Anyway, she was interviewing the inventor of the Human Pin Code, South African Douglas Forbes. According to Forbes, important personality information is encoded in your birth date. Sounds a lot like astrology to me, but Forbes claims it is all science. The fascination came when they invited callers to phone in and give their birthdate, and Forbes would do a quick analysis (i.e. reading) for them.
Callers said hello, and gave their name and birthdate. And then came the kicker. ‘Tell me a little about yourself and what questions you’d like the analysis to offer’, asks Forbes. And that was when the caller spilled their entire personality over the phone. So he has their sex, age, and a smattering of issues that are important to them. Cue a very impressive but very transparent cold read of the caller. Callers were amazed at the relevance of a few vague and generic statements, blown away by how accurate he was. I was laughing my ass off at how easy it was to predict what he was going to say to each caller. I must be psychic.
And then came the funniest moment of all. A woman called in, and Forbes starts to talk about how she is a tomboy and always wears slacks or jeans rather than skirts. Is that accurate? She laughs and says no, not at all. Suddenly he switches gear! Oh, this is what we call a top bottom duality, she actually likes to wear very pretty tops and always makes sure her hair and makeup look good. How does that sound? The caller replies that honestly, he’s completely off the mark. And watch how he slimes his way out of it by saying oh, she must be the 1% of people who do not follow their pin code.
What?? I nearly fell off the chair laughing. The caller wasn’t impressed, but Nolene seemed unphased in her adoration of the guest and his thinly-disguised crap. But this is the same woman who interviews astrologers with a straight face, so i don’t expect much more.

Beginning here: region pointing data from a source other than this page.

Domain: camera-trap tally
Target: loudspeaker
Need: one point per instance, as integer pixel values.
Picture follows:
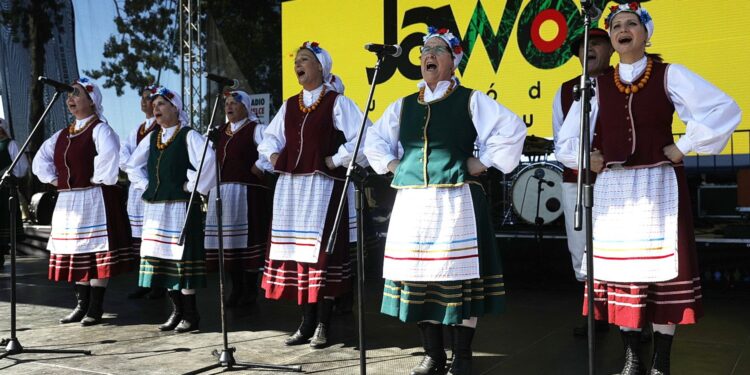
(717, 201)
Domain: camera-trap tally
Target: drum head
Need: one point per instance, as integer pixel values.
(537, 193)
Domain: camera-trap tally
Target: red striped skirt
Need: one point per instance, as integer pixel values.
(103, 264)
(677, 301)
(331, 276)
(258, 225)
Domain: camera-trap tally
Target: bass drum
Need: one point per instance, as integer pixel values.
(536, 193)
(41, 207)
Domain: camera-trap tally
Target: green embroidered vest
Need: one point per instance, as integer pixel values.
(438, 138)
(167, 169)
(5, 159)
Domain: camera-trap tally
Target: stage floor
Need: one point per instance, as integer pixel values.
(533, 337)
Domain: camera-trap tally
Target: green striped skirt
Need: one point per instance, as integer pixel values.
(449, 302)
(186, 273)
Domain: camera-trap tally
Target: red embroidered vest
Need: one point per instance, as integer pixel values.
(310, 138)
(74, 158)
(237, 154)
(143, 133)
(632, 130)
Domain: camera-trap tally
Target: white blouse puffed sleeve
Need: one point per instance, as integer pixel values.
(107, 159)
(43, 165)
(500, 133)
(195, 142)
(262, 163)
(23, 163)
(273, 137)
(709, 114)
(347, 117)
(136, 165)
(381, 143)
(127, 146)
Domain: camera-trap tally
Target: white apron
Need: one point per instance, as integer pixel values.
(300, 207)
(635, 225)
(162, 224)
(79, 222)
(432, 236)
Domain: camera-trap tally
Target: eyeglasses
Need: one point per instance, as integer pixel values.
(435, 50)
(75, 93)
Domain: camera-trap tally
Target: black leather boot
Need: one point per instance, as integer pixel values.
(83, 293)
(320, 337)
(174, 319)
(138, 293)
(250, 288)
(190, 317)
(633, 363)
(432, 341)
(461, 363)
(156, 293)
(662, 349)
(237, 287)
(96, 307)
(307, 327)
(600, 326)
(344, 304)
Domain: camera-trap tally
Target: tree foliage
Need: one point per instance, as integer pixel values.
(252, 32)
(146, 42)
(145, 45)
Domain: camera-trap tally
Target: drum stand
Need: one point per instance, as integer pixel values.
(12, 345)
(585, 197)
(225, 357)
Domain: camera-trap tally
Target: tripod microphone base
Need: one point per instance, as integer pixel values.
(226, 360)
(13, 346)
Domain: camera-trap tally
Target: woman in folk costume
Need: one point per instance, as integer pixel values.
(644, 245)
(90, 237)
(165, 167)
(309, 142)
(135, 200)
(246, 216)
(442, 266)
(8, 152)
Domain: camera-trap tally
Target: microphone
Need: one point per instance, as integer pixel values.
(59, 86)
(386, 49)
(229, 82)
(591, 9)
(539, 175)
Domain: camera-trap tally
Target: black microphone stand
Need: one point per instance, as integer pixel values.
(585, 194)
(12, 345)
(225, 358)
(358, 174)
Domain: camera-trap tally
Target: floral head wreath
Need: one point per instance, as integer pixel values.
(244, 99)
(174, 99)
(455, 45)
(93, 92)
(151, 89)
(323, 57)
(162, 91)
(635, 8)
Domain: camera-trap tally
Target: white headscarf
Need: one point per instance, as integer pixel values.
(636, 9)
(244, 98)
(453, 43)
(6, 127)
(336, 84)
(173, 98)
(94, 93)
(331, 80)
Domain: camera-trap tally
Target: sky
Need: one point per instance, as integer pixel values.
(94, 24)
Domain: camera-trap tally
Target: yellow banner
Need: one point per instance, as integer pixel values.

Seriously, people, don’t be fooled by someone who is only a mediocre cold reader at best. This man has made a fuck-ton of cash off of gullible South Africans, and only stands to make more. Don’t buy his books, don’t believe his rubbish. There is no scientific basis for his ‘scientific’ theory, no more so than astrology. Take one look at his site and you will see he is only interested in making money off you.